Blue footed boobies. They’re real!
We anchored on the east side of Isla Isabel but a little bit south of the ‘recommended’ position near Los Monos rocks. There were already seven boats in the very small anchorage. The anchor dragged across the rocky bottom and then snagged in a crevasse. Hmm. Isabel is notorious for eating anchors. We might become the next victim.
Regardless of the future anchor challenge we launched the dinghy and went to land on the south shore. After securing our dingy and worked our way down our first nature trail in search of the blue-footed boobies. We trudged down roughly maintained trails under clouds of frigate birds. Instead of finding boobies we ran into to sailing compadres Ken & Monica from s/v Dulcinea. No boobies seen but running into fellow explorers was great end of the first hike.

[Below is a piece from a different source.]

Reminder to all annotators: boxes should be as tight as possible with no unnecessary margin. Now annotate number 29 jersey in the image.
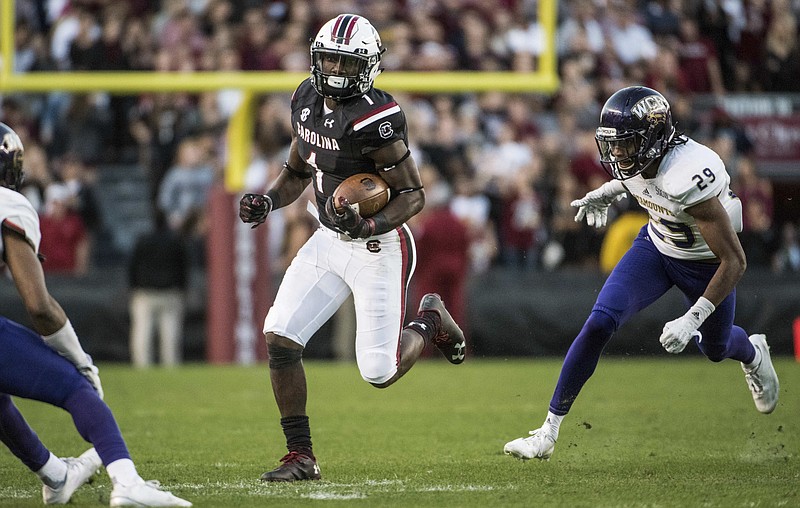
[291,79,408,229]
[623,139,742,260]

We did two other hikes with the Dulcinea crew. First hike was to a crater lake and then to the other side of the island where our boat was anchored. More clouds of frigate birds overhead, and hundres more sitting in trees either trying to attract mates or already roosting on a nest of a single egg.
As we approached the end of the trail we heard a different bird call – something not frigate. And there they were – the infamous boobies
Our third hike was to the north – this is a very small island. We had hundreds more frigates canvassing the skies and filling the bushes and treetops.
Having seen all four prints of the compass we returned to the boat to deal with the anchor. A second dive to explore the options lead to a lucky discovery. The anchor was not wedge because the chain had wrapped across a small rock. There was hope. If we could unwrap from the rock and pull the anchor before it had a chance to set we could keep our gear and anchor again in the future. The alternative was to cut the anchor free from the boat and then maybe try to retrieve it later… As luck would have it we set a plan and executed flawlessly. We were free and on our way with our anchor and pride still attached. Just a fourteen-hour overnight sail to Banderas.